Recesso in seguito a rimodulazione: non bisogna pagare modem e costi di disattivazione

| 25 giugno 2019 | 9 commenti

1538571014 wlan 1494537 1280Mano pesante dell’AGCOM nei confronti di TIM, Wind e Fastweb che dovranno pagare multe per l’ammontare totale di 2,76 milioni di Euro.

Il motivo di quest’ennesima sanzione, un’altra è stata comminata solo pochi giorni fa, è l’aver ignorato le precedenti diffide dell’AGCOM in tema di recesso in seguito a rimodulazione unilaterale (in questo caso specifico, la questione riguarda la famigerata “fatturazione a 28 giorni”). I tre gestori hanno infatti continuato a pretendere il pagamento dei costi di disattivazione e delle rate del modem, e in alcuni casi hanno omesso di spiegare come effettuare il recesso.
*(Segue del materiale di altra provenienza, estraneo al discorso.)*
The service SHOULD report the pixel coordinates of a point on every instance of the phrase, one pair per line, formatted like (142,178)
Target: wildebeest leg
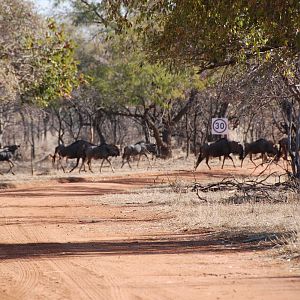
(109,164)
(77,162)
(126,161)
(139,159)
(207,159)
(252,160)
(223,161)
(11,165)
(59,163)
(198,161)
(82,165)
(229,158)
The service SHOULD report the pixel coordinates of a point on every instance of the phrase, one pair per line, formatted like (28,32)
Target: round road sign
(219,125)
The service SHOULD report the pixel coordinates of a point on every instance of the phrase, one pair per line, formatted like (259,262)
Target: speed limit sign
(219,126)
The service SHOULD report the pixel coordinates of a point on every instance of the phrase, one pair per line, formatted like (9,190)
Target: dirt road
(59,241)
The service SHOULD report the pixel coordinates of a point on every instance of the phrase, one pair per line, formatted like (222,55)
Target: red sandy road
(59,243)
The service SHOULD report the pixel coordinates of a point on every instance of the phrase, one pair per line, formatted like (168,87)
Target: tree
(37,63)
(206,34)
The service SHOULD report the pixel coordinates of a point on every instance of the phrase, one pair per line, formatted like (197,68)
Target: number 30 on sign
(219,126)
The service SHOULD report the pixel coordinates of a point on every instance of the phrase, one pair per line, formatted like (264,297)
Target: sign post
(219,126)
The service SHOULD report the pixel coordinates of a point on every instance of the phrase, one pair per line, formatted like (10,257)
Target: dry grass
(186,212)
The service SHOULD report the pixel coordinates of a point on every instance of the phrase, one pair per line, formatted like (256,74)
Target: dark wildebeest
(7,154)
(103,151)
(222,147)
(137,149)
(75,150)
(283,148)
(261,146)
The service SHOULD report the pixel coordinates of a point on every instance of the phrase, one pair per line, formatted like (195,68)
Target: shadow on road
(175,244)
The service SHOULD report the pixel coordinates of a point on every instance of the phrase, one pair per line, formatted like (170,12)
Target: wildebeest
(283,148)
(6,154)
(137,149)
(222,147)
(261,146)
(103,151)
(75,150)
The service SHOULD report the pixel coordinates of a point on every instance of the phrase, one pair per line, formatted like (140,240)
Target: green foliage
(206,34)
(54,66)
(130,80)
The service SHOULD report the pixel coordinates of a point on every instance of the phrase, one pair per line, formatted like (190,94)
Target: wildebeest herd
(87,152)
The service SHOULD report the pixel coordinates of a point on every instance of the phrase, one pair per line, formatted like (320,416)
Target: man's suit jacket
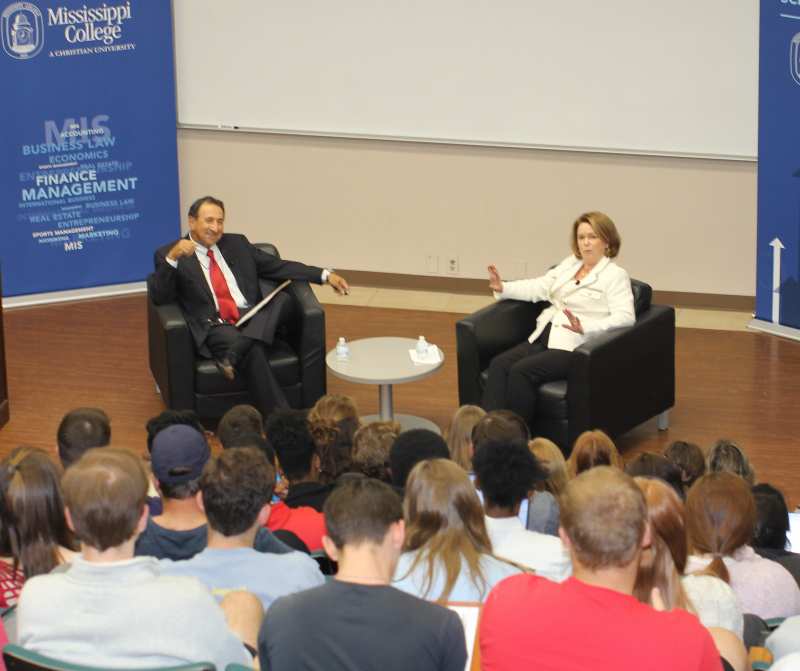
(602,300)
(187,284)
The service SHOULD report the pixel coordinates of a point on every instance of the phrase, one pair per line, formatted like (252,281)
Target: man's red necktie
(227,306)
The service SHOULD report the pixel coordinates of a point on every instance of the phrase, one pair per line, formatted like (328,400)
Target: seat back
(642,295)
(18,658)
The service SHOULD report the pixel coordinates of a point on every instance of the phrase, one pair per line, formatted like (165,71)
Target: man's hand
(181,248)
(339,284)
(495,283)
(574,322)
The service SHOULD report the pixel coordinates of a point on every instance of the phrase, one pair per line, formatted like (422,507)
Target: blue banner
(778,260)
(89,175)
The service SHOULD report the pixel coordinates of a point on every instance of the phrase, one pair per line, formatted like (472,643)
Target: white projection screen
(674,77)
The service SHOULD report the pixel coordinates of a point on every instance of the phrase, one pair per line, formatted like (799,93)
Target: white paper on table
(433,355)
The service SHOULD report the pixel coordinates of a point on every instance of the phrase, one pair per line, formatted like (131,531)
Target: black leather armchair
(188,382)
(617,380)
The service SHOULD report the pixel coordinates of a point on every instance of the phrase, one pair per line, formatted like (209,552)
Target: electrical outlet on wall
(451,264)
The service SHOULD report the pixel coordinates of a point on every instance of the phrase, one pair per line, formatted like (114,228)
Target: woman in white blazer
(588,294)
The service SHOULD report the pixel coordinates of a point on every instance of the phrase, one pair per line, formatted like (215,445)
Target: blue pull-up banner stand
(89,175)
(778,240)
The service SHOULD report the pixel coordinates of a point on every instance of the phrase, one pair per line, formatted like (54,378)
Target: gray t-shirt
(266,575)
(342,626)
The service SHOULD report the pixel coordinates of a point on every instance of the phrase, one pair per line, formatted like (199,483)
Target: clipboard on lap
(264,301)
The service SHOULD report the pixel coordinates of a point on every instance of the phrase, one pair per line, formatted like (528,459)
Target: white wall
(687,224)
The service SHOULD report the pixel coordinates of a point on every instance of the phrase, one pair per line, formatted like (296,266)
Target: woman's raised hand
(495,283)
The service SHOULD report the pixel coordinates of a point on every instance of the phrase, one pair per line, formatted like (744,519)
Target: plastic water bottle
(422,347)
(342,350)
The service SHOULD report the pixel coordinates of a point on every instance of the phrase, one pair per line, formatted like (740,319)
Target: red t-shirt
(305,522)
(530,622)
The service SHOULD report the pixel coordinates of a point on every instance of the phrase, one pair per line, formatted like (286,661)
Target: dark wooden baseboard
(460,285)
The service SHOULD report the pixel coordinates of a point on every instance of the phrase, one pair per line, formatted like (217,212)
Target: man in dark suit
(214,277)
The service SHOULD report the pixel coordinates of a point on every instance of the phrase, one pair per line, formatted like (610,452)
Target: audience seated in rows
(410,448)
(458,434)
(785,640)
(115,610)
(372,445)
(34,536)
(305,525)
(772,525)
(357,620)
(720,519)
(235,492)
(505,472)
(239,422)
(539,511)
(82,429)
(333,422)
(663,565)
(651,465)
(447,554)
(592,620)
(179,454)
(689,458)
(727,456)
(289,435)
(592,448)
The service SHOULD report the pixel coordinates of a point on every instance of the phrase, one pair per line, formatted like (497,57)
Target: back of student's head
(288,434)
(105,493)
(334,408)
(32,523)
(651,465)
(179,454)
(506,472)
(592,448)
(459,434)
(499,425)
(255,440)
(772,518)
(236,485)
(410,448)
(444,525)
(552,460)
(361,510)
(334,445)
(725,455)
(238,421)
(80,430)
(371,447)
(662,564)
(720,518)
(689,458)
(170,418)
(604,515)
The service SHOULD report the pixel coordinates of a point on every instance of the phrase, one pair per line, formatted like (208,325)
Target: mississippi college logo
(22,29)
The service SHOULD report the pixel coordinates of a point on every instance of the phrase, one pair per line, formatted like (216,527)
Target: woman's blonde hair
(444,525)
(592,448)
(333,422)
(459,434)
(603,226)
(551,457)
(663,563)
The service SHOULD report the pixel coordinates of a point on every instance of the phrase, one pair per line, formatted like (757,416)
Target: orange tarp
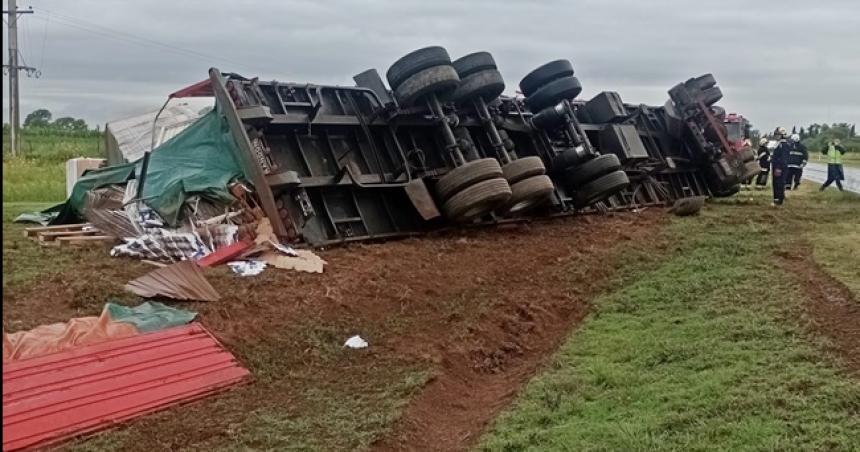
(62,336)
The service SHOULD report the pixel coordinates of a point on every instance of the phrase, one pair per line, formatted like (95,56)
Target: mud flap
(422,200)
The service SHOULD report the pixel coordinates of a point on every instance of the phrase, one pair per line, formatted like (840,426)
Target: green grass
(835,246)
(23,262)
(38,174)
(699,349)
L’AGICOM era stata chiara: queste spese non possono essere addebitate se il recesso avviene in seguito ad un cambiamento unilaterale del contratto, e il gestore è tenuto a fornire all’utente chiare indicazioni su come effettuare il recesso via web, raccomanda, PEC.

Conciliaweb

Se avete esercitato il diritto di recesso in seguito ad una rimodulazione, e vi viene richiesto il pagamento di spese di disattivazione/attivazione, pagamento di servizi collegati all’abbonamento e/o rate del modem, NON DOVETE PAGARE, ma avviare la procedura di conciliazione “Conciliaweb” presso l’AGCOM, che si svolge tutto tramite computer. Non c’è bisogno di ricorrere all’aiuto di un avvocato perché, un po’ come avviene per le controversie su eBay, bisogna descrivere brevemente le proprie motivazioni, il gestore risponde, ed il conciliatore redige un verbale che ha titolo esecutivo se parti si sono accordate.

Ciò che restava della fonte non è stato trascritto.